I’m actually being what my kid self said she wanted to be when she grew up -– “a teacher and an author.” That’s what it says on the back page of the Scholastic Weekly Reader from third grade that my mom found in her attic.
Over the years, I only sometimes remembered my calling. I edited a legal journal and did my own writing on the side. Then I managed a rustic resort in the Caribbean and wrote when the guests did not need me. Other responsibilities got in the way of becoming a teacher. But then I decided to prioritize my writing and seek an MFA at the New School. As I was writing my thesis in creative nonfiction, it occurred to me to propose a course on different ways to write illness narratives. The New School said yes.
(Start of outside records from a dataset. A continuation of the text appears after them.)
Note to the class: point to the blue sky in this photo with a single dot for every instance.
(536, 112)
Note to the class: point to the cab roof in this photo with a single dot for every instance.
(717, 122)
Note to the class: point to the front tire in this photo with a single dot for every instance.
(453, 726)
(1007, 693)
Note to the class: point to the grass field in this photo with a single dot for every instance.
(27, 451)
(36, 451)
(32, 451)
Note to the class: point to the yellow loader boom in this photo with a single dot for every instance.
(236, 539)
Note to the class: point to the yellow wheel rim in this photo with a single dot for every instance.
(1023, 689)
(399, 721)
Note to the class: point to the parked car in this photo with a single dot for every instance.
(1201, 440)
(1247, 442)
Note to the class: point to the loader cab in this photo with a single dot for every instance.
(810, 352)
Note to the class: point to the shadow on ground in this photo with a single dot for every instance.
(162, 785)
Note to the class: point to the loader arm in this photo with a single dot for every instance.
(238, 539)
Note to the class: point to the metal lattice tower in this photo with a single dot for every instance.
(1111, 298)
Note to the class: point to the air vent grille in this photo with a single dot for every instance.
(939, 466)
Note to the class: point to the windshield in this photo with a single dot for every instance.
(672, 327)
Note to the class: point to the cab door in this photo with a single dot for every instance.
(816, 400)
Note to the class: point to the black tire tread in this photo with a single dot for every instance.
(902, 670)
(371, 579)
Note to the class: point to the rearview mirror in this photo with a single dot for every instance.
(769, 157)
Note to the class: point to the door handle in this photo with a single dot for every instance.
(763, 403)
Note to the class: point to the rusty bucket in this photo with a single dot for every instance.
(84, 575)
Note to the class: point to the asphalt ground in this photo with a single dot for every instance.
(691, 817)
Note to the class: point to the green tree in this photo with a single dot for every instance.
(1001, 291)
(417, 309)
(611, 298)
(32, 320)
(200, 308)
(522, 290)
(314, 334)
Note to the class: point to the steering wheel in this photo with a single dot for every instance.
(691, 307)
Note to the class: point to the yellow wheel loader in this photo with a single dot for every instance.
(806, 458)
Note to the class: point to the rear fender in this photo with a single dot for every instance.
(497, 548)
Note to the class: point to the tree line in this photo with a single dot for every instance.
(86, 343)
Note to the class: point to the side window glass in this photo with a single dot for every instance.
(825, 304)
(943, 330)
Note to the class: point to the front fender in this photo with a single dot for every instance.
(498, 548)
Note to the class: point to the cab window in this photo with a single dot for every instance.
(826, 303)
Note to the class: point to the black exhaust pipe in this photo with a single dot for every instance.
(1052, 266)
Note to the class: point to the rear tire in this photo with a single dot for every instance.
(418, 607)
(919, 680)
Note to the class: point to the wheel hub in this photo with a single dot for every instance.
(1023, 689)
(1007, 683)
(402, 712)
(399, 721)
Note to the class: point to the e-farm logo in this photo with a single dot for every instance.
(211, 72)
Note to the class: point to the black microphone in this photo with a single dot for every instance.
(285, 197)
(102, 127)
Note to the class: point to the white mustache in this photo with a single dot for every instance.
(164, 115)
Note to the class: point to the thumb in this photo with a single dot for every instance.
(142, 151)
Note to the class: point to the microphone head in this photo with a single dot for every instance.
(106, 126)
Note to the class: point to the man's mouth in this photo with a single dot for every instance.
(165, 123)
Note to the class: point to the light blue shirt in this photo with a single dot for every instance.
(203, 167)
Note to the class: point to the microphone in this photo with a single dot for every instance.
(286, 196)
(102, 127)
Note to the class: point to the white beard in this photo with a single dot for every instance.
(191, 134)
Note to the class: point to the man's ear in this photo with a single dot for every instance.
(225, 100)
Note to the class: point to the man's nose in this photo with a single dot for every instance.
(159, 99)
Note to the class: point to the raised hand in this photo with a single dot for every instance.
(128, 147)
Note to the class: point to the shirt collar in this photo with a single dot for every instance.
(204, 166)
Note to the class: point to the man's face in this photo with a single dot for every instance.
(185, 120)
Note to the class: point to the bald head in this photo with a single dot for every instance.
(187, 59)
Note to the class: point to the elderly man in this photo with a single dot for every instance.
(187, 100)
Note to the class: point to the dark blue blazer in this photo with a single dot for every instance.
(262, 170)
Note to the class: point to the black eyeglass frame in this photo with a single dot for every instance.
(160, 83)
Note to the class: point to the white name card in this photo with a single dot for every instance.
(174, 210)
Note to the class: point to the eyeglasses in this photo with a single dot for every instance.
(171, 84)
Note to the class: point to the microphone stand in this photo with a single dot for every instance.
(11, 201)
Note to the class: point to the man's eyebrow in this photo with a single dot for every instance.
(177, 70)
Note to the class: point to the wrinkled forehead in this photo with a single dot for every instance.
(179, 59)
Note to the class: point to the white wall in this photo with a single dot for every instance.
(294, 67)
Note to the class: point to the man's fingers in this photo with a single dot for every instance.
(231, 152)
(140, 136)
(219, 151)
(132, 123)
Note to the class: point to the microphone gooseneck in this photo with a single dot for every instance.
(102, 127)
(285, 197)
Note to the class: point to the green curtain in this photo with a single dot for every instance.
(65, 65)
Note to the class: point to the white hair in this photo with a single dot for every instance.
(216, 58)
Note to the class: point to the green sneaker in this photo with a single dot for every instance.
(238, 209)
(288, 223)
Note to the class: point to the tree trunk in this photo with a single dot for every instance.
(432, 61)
That was ten years ago, and my days filled with writing, coaching, and teaching make me feel extraordinarily lucky. Working one-on-one with clients teaches me all the time: to listen closely to what’s said and more deeply to what can’t yet be stated; to improvise when a particular approach doesn’t fit; to lubricate the work with laughter; and to think of obstacles as opportunities to go deeper and teach and learn more.
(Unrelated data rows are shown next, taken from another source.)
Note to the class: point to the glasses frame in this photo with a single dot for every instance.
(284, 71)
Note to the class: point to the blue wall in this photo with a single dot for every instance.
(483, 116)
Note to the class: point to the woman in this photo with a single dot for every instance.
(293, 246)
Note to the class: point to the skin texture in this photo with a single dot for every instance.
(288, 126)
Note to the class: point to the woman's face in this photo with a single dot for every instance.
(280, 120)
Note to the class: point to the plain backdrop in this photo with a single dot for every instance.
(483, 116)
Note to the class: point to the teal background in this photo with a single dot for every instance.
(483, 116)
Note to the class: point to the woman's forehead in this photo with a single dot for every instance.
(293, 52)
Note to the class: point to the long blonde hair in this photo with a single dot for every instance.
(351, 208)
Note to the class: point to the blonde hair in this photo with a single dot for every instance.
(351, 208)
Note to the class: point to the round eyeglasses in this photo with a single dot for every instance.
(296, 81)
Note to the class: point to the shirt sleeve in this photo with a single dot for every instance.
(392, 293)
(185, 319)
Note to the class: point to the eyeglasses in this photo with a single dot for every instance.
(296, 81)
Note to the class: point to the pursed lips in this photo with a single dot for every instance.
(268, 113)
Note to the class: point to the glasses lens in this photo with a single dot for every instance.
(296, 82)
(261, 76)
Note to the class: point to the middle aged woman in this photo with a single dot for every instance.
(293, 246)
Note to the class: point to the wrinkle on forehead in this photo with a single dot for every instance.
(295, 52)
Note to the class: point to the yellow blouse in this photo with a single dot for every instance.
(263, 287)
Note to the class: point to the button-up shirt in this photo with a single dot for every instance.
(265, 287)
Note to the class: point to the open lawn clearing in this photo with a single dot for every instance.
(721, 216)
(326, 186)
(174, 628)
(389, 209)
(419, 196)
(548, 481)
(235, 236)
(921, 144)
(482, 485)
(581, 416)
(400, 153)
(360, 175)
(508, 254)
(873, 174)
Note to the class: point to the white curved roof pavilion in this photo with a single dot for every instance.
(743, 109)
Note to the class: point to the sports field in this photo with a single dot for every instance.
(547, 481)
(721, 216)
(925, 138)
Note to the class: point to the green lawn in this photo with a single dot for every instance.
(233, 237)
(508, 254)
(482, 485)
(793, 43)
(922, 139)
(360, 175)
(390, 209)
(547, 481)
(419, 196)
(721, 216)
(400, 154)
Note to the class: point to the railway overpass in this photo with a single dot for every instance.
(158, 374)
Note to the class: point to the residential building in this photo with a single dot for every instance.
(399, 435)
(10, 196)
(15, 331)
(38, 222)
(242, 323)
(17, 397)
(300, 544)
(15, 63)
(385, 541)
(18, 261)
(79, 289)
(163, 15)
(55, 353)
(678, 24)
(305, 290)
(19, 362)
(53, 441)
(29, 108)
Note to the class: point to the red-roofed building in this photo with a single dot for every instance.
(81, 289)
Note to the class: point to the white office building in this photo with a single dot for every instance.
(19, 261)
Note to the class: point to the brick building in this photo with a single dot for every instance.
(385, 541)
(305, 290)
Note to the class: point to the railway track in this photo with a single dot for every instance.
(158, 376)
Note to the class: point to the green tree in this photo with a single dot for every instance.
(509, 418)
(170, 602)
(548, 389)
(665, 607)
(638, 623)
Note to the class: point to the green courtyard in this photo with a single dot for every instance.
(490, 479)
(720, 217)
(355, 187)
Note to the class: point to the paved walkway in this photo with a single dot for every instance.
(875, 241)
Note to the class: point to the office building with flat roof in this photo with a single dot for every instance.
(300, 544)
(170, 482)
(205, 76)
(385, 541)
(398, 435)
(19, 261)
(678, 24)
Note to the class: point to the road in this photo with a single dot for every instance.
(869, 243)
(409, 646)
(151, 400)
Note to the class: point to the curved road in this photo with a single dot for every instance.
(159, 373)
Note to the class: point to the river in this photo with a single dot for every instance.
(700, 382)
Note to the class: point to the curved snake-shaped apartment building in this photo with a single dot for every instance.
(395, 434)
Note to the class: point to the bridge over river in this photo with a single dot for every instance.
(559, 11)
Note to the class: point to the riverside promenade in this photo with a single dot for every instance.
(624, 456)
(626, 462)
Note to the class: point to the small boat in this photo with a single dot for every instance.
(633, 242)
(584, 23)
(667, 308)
My coaching clients thus far have included a wide range of people:
* a tech expert who thinks visually and needed to come up with a flow-chart to translate the images in his mind into words
*a poet/anthropologist whose memoir in poems about the day his wife slid to her death down a cliff in the Philippines will soon be published ;
* a young man with Asperger Syndrome who likes to write tributes to Fred Rogers;
*a filmmaker whose project, set in Afghanistan, illuminates the space between surveillance and bearing witness;
*another filmmaker who’s writing about her childhood in Japan as the daughter of missionaries and the sense of shock and responsibility that reverberated through her life after she learned about the atomic bomb.
In terms of my own writing, I’m currently researching L.L. Zamenhof, who invented Esperanto (a multi-national language) in 1887, to promote peace among people from different countries. His story will ground my more personal vignettes about communicating and connecting (or failing to connect) with others.
When not coaching or writing, I can be found walking my Scottie on a Brooklyn beach (there are at least three!) or browsing the used books and clothing at one of Housing Works stores or looking for a quiet café with strong coffee.